Values represent means of three independent replicates ± SD.

4. Conclusions

The results of the present study indicate that FEO is a potential antibacterial compound against two food-borne bacteria. The conversion of Fructus forsythia essential oil into nano-emulsions can greatly enhance the antibacterial activity against food-borne pathogenic bacteria. The antibacterial mechanism of FEO is the disruption of the cell membrane which changes the cell membrane permeability, and leads to the release of some cellular components such as ions, DNA, and proteins.
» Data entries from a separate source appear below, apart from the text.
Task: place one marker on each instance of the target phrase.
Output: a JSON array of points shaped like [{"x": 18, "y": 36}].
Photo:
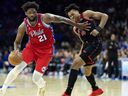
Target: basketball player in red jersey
[
  {"x": 91, "y": 46},
  {"x": 40, "y": 45}
]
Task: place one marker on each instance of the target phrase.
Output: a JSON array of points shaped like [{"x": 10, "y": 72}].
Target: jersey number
[{"x": 42, "y": 38}]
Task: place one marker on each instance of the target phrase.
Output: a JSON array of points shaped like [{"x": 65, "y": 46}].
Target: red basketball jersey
[{"x": 40, "y": 35}]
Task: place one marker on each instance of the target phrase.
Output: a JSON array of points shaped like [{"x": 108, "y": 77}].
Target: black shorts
[{"x": 90, "y": 52}]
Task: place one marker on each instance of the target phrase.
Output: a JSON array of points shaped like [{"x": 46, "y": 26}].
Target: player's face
[
  {"x": 31, "y": 14},
  {"x": 74, "y": 15},
  {"x": 113, "y": 37}
]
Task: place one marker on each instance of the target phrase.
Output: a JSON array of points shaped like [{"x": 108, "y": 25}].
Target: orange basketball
[{"x": 15, "y": 59}]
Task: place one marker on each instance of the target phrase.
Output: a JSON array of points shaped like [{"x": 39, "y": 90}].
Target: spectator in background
[{"x": 112, "y": 54}]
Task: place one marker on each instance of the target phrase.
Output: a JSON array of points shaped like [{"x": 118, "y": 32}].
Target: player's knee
[{"x": 36, "y": 76}]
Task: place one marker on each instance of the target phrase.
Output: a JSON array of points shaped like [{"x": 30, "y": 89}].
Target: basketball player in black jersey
[{"x": 91, "y": 46}]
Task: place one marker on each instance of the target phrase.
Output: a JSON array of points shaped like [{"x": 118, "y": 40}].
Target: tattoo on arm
[{"x": 59, "y": 19}]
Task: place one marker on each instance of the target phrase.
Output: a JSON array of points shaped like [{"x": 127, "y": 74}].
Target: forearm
[
  {"x": 60, "y": 19},
  {"x": 17, "y": 45},
  {"x": 103, "y": 20}
]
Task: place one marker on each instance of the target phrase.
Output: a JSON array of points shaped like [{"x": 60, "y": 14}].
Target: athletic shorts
[
  {"x": 90, "y": 52},
  {"x": 40, "y": 56}
]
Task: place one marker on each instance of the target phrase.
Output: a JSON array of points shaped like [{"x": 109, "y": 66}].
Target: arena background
[{"x": 67, "y": 44}]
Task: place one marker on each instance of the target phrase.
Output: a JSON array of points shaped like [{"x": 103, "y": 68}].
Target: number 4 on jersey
[{"x": 42, "y": 38}]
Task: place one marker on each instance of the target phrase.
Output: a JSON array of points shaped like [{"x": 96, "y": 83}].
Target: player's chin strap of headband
[{"x": 99, "y": 29}]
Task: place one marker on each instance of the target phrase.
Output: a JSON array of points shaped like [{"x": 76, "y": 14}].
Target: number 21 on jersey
[{"x": 42, "y": 37}]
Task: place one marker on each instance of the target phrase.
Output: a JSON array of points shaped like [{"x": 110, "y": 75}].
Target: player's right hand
[
  {"x": 84, "y": 26},
  {"x": 16, "y": 51}
]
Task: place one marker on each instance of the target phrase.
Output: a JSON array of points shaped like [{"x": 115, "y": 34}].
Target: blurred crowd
[{"x": 67, "y": 44}]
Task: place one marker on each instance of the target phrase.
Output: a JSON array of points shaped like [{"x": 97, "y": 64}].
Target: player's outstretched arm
[
  {"x": 102, "y": 17},
  {"x": 20, "y": 34},
  {"x": 97, "y": 16},
  {"x": 51, "y": 18}
]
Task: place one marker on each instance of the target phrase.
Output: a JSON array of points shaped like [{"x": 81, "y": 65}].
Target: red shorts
[{"x": 41, "y": 56}]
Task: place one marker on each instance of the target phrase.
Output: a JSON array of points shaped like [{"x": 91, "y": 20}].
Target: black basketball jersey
[{"x": 85, "y": 34}]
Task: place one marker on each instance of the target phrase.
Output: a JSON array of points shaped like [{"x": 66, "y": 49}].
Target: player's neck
[{"x": 33, "y": 23}]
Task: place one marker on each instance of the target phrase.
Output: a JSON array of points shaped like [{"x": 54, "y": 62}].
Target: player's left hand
[
  {"x": 94, "y": 32},
  {"x": 84, "y": 26}
]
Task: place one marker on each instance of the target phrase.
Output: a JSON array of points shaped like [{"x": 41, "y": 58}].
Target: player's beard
[{"x": 32, "y": 20}]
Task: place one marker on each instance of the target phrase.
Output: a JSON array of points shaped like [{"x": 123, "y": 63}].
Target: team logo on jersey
[{"x": 36, "y": 32}]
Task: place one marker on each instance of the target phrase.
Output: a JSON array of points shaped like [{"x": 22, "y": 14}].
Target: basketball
[{"x": 14, "y": 59}]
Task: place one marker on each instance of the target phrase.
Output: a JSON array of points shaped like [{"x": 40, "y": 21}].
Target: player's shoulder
[{"x": 22, "y": 25}]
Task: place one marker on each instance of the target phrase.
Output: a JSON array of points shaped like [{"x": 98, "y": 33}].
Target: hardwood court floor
[{"x": 23, "y": 86}]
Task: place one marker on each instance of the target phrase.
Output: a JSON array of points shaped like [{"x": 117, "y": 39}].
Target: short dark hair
[
  {"x": 70, "y": 7},
  {"x": 29, "y": 4}
]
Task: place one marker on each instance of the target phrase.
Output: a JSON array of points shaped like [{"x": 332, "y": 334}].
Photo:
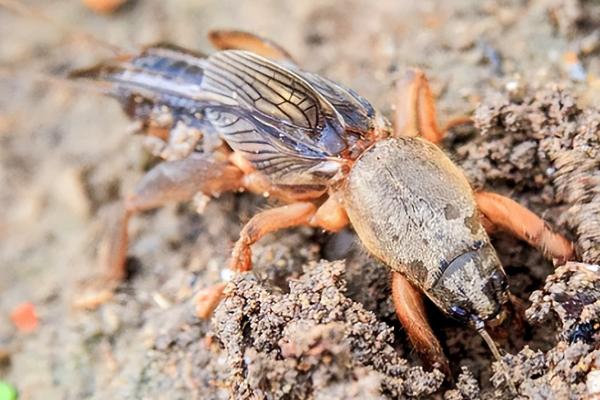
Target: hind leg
[
  {"x": 506, "y": 214},
  {"x": 415, "y": 113},
  {"x": 172, "y": 181}
]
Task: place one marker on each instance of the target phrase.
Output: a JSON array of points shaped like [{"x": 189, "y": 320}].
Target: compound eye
[{"x": 459, "y": 313}]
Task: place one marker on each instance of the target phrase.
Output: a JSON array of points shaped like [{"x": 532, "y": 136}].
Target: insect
[{"x": 248, "y": 118}]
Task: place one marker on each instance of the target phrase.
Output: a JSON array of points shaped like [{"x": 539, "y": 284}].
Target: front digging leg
[{"x": 410, "y": 310}]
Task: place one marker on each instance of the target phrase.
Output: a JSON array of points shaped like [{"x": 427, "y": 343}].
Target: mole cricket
[{"x": 247, "y": 118}]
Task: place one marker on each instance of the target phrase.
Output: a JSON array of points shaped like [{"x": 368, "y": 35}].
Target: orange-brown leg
[
  {"x": 410, "y": 310},
  {"x": 231, "y": 39},
  {"x": 329, "y": 216},
  {"x": 169, "y": 181},
  {"x": 506, "y": 214},
  {"x": 415, "y": 113}
]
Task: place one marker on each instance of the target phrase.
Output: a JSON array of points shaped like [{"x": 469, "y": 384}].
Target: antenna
[
  {"x": 28, "y": 12},
  {"x": 494, "y": 349}
]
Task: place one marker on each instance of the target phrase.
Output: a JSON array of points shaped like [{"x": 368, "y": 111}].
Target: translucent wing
[
  {"x": 276, "y": 118},
  {"x": 356, "y": 111}
]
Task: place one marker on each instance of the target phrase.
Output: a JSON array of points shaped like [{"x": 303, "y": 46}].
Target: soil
[{"x": 314, "y": 319}]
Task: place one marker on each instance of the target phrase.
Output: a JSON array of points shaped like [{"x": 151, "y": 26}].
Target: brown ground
[{"x": 297, "y": 327}]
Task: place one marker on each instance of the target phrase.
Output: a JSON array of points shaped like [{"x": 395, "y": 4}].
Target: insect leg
[
  {"x": 506, "y": 214},
  {"x": 331, "y": 215},
  {"x": 261, "y": 224},
  {"x": 266, "y": 222},
  {"x": 415, "y": 108},
  {"x": 410, "y": 310},
  {"x": 231, "y": 39},
  {"x": 415, "y": 113},
  {"x": 169, "y": 181}
]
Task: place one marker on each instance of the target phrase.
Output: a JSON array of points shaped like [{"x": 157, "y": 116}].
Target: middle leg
[
  {"x": 329, "y": 216},
  {"x": 506, "y": 214},
  {"x": 415, "y": 113}
]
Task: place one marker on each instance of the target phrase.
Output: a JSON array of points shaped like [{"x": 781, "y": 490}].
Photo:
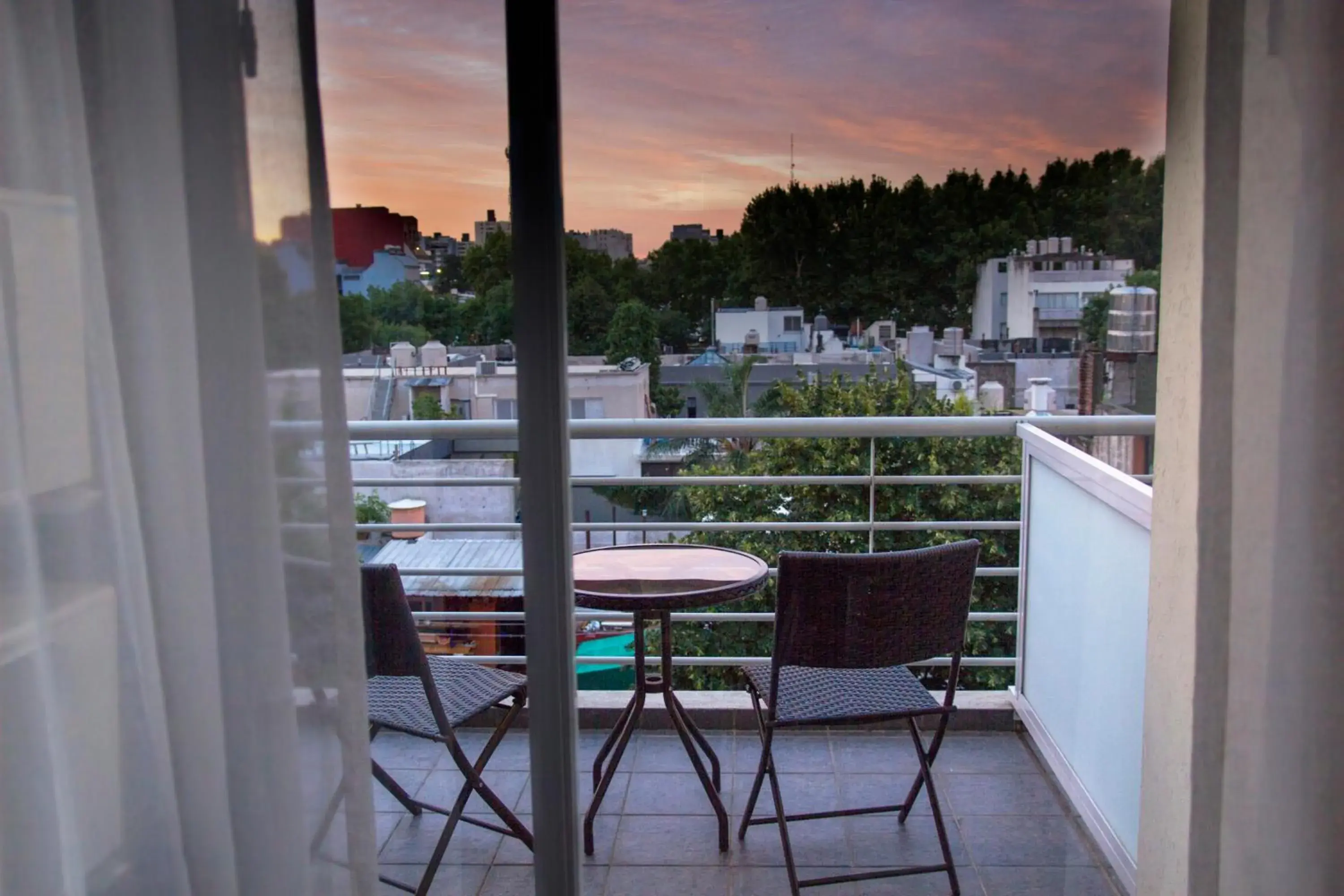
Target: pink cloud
[{"x": 682, "y": 112}]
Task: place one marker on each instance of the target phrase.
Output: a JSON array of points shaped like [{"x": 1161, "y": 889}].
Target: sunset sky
[{"x": 682, "y": 112}]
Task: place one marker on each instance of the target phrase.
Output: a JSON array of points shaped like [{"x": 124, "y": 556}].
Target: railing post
[{"x": 873, "y": 491}]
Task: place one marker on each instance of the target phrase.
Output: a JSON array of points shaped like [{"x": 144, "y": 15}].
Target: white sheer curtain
[{"x": 181, "y": 637}]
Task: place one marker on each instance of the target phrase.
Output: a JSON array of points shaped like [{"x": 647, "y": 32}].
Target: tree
[
  {"x": 1096, "y": 316},
  {"x": 449, "y": 275},
  {"x": 1150, "y": 279},
  {"x": 357, "y": 324},
  {"x": 426, "y": 408},
  {"x": 870, "y": 397},
  {"x": 487, "y": 265},
  {"x": 633, "y": 332},
  {"x": 402, "y": 303},
  {"x": 488, "y": 319}
]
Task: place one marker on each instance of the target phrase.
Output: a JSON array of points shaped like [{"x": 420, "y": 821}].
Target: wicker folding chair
[
  {"x": 846, "y": 628},
  {"x": 429, "y": 698}
]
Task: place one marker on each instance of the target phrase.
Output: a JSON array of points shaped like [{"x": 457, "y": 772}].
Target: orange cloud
[{"x": 682, "y": 111}]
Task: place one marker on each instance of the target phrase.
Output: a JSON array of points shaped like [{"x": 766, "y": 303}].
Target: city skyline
[{"x": 681, "y": 113}]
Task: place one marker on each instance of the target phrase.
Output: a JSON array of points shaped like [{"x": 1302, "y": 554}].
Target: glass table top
[{"x": 663, "y": 570}]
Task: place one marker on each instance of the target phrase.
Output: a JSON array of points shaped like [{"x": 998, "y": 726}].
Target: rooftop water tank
[
  {"x": 992, "y": 397},
  {"x": 433, "y": 354},
  {"x": 1132, "y": 323},
  {"x": 404, "y": 354}
]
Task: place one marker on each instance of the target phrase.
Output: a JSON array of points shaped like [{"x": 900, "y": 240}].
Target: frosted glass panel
[{"x": 1086, "y": 638}]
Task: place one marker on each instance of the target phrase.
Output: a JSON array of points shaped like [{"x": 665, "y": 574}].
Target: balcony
[
  {"x": 1043, "y": 794},
  {"x": 1011, "y": 827}
]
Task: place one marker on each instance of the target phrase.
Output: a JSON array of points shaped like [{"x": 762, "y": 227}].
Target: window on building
[
  {"x": 1058, "y": 300},
  {"x": 586, "y": 409}
]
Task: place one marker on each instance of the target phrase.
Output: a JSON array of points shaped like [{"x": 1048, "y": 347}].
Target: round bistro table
[{"x": 654, "y": 581}]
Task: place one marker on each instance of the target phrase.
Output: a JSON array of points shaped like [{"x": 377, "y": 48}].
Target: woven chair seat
[
  {"x": 811, "y": 694},
  {"x": 464, "y": 688}
]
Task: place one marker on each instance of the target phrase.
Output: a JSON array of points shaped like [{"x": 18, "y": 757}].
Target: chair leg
[
  {"x": 396, "y": 789},
  {"x": 764, "y": 731},
  {"x": 933, "y": 754},
  {"x": 328, "y": 817},
  {"x": 611, "y": 742},
  {"x": 926, "y": 775},
  {"x": 621, "y": 734},
  {"x": 781, "y": 816}
]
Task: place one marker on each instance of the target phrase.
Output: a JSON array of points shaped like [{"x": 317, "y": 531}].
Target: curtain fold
[{"x": 181, "y": 650}]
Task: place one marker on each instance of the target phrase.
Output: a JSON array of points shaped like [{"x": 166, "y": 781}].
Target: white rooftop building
[{"x": 1042, "y": 293}]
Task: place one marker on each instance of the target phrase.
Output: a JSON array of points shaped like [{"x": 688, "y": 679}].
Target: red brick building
[{"x": 359, "y": 232}]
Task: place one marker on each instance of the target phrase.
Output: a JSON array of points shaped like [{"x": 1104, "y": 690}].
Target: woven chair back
[{"x": 874, "y": 610}]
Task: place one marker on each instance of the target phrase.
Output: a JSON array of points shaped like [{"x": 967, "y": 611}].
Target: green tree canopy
[
  {"x": 357, "y": 324},
  {"x": 428, "y": 408},
  {"x": 869, "y": 397},
  {"x": 633, "y": 332},
  {"x": 487, "y": 265}
]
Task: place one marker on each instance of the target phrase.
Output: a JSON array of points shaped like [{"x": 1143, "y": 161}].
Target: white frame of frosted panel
[{"x": 1132, "y": 499}]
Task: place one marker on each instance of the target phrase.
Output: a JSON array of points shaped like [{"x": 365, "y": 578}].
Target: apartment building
[
  {"x": 617, "y": 244},
  {"x": 1042, "y": 292},
  {"x": 491, "y": 226}
]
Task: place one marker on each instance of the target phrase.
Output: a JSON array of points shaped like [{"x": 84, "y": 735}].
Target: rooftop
[{"x": 1011, "y": 829}]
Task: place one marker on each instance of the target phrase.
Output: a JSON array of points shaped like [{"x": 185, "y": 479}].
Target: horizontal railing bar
[
  {"x": 754, "y": 428},
  {"x": 517, "y": 571},
  {"x": 608, "y": 616},
  {"x": 719, "y": 661},
  {"x": 612, "y": 481},
  {"x": 857, "y": 526}
]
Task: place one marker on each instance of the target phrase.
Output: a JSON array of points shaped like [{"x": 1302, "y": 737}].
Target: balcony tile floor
[{"x": 1012, "y": 832}]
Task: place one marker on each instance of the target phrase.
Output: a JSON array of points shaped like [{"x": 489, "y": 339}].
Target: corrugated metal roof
[{"x": 457, "y": 554}]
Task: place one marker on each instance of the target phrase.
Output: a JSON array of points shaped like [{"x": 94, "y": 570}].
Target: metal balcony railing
[{"x": 871, "y": 429}]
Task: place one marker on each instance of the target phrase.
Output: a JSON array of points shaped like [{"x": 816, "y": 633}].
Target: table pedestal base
[{"x": 694, "y": 742}]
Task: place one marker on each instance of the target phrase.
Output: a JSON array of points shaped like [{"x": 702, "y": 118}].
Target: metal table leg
[
  {"x": 613, "y": 749},
  {"x": 691, "y": 737}
]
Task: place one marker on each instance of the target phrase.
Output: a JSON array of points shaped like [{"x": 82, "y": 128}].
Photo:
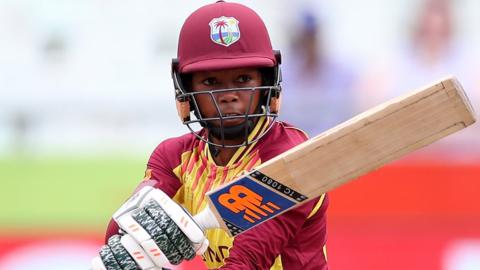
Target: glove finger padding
[
  {"x": 176, "y": 236},
  {"x": 124, "y": 259},
  {"x": 108, "y": 259},
  {"x": 158, "y": 235},
  {"x": 173, "y": 210}
]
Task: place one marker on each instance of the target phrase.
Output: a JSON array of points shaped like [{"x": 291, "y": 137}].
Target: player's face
[{"x": 230, "y": 103}]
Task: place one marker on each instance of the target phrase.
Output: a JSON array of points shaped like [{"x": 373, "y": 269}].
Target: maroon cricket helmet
[
  {"x": 225, "y": 36},
  {"x": 222, "y": 36}
]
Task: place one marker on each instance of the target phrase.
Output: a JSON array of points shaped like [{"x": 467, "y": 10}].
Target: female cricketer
[{"x": 227, "y": 81}]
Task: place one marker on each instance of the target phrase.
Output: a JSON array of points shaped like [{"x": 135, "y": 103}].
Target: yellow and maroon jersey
[{"x": 183, "y": 167}]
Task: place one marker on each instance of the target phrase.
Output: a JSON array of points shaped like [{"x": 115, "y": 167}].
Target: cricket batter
[{"x": 227, "y": 80}]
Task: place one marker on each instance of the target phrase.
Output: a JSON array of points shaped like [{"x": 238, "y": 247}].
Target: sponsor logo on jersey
[
  {"x": 245, "y": 203},
  {"x": 224, "y": 30}
]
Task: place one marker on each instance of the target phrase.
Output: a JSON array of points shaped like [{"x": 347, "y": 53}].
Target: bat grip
[{"x": 206, "y": 219}]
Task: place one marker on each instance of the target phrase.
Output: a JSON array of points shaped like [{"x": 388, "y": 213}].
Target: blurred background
[{"x": 86, "y": 95}]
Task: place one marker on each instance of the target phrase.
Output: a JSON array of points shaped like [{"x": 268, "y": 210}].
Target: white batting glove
[{"x": 158, "y": 231}]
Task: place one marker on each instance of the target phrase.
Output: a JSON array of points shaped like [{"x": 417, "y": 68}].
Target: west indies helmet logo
[{"x": 224, "y": 30}]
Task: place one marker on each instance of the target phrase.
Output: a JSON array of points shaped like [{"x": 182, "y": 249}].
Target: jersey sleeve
[{"x": 159, "y": 173}]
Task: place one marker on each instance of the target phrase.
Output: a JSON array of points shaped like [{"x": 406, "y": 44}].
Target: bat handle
[{"x": 206, "y": 219}]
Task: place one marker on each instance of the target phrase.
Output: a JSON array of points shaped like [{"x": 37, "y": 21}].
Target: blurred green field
[{"x": 65, "y": 193}]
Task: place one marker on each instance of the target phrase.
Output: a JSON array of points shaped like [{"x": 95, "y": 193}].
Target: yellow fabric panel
[{"x": 317, "y": 206}]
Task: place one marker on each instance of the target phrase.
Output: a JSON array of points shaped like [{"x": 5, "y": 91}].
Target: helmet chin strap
[{"x": 241, "y": 130}]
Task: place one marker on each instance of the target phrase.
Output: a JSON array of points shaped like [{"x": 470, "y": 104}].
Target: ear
[
  {"x": 183, "y": 110},
  {"x": 275, "y": 103}
]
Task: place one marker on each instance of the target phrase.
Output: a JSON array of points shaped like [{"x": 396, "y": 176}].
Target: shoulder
[
  {"x": 169, "y": 151},
  {"x": 281, "y": 137}
]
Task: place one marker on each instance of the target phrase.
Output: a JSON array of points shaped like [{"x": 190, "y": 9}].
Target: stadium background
[{"x": 85, "y": 96}]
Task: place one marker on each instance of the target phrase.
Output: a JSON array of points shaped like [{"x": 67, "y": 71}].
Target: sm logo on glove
[{"x": 240, "y": 198}]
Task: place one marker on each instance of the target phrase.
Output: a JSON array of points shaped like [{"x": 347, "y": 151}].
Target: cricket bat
[{"x": 339, "y": 155}]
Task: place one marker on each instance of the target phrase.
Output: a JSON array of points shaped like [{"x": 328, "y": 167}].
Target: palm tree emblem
[
  {"x": 220, "y": 25},
  {"x": 224, "y": 30}
]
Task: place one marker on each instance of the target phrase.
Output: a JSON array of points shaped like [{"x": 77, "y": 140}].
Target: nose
[{"x": 227, "y": 97}]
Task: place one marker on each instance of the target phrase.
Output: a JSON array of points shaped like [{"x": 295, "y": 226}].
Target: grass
[{"x": 65, "y": 192}]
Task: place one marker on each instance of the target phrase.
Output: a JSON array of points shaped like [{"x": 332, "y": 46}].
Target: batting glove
[{"x": 157, "y": 231}]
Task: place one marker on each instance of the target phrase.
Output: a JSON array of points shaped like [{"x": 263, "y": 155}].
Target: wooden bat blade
[{"x": 354, "y": 148}]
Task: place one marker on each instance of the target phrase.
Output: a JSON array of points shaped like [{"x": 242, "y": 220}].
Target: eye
[
  {"x": 209, "y": 81},
  {"x": 244, "y": 78}
]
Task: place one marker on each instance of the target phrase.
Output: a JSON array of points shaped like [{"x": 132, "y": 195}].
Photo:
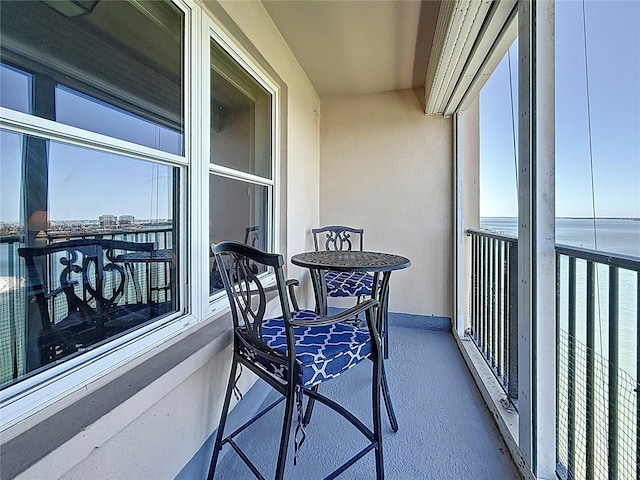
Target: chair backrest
[
  {"x": 244, "y": 270},
  {"x": 337, "y": 237}
]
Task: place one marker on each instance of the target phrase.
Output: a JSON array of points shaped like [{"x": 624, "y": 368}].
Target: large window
[
  {"x": 88, "y": 227},
  {"x": 241, "y": 171}
]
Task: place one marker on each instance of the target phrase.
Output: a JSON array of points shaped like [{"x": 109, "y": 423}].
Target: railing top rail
[
  {"x": 491, "y": 234},
  {"x": 612, "y": 259}
]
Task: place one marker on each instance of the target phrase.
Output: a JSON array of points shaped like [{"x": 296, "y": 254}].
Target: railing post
[
  {"x": 500, "y": 270},
  {"x": 638, "y": 375},
  {"x": 571, "y": 367},
  {"x": 512, "y": 387},
  {"x": 491, "y": 306},
  {"x": 591, "y": 377},
  {"x": 613, "y": 373}
]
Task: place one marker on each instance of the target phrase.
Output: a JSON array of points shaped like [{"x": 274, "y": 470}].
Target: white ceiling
[{"x": 351, "y": 47}]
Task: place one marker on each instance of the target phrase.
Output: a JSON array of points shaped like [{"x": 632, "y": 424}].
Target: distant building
[{"x": 108, "y": 220}]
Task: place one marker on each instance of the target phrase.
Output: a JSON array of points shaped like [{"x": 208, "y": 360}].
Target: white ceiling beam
[{"x": 471, "y": 37}]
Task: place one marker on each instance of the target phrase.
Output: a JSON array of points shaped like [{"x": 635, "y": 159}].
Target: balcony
[{"x": 445, "y": 429}]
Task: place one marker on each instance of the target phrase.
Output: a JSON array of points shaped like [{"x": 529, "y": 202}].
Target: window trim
[
  {"x": 216, "y": 33},
  {"x": 33, "y": 394}
]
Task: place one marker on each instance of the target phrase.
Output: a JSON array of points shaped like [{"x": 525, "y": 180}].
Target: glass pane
[
  {"x": 110, "y": 69},
  {"x": 240, "y": 117},
  {"x": 237, "y": 211},
  {"x": 88, "y": 249}
]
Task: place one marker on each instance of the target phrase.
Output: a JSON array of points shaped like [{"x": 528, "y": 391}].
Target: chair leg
[
  {"x": 217, "y": 446},
  {"x": 387, "y": 400},
  {"x": 377, "y": 422},
  {"x": 307, "y": 412},
  {"x": 286, "y": 430}
]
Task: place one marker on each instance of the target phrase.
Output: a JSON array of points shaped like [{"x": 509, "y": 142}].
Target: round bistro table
[{"x": 358, "y": 261}]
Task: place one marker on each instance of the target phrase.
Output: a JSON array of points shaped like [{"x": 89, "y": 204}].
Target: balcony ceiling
[{"x": 358, "y": 47}]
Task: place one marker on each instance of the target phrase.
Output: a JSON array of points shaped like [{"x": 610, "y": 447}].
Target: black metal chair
[
  {"x": 279, "y": 351},
  {"x": 343, "y": 284},
  {"x": 76, "y": 296}
]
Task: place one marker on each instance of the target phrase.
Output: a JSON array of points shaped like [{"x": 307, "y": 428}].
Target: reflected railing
[
  {"x": 598, "y": 338},
  {"x": 150, "y": 281}
]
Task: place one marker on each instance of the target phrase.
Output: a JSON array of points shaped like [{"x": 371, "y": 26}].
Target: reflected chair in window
[
  {"x": 281, "y": 352},
  {"x": 77, "y": 297},
  {"x": 343, "y": 284}
]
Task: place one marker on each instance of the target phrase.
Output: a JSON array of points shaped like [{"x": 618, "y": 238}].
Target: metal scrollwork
[{"x": 338, "y": 240}]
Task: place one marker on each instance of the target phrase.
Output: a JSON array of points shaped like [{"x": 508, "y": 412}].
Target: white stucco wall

Also, the antibacterial mechanism of FEO may degrade bacterial proteins. The present work provides strong evidence that the essential oil of Fructus forsythia is available as a green effective antibacterial additive. Further studies are needed to evaluate the efficacy and safety of EO-loaded nanoparticles in suitable food systems.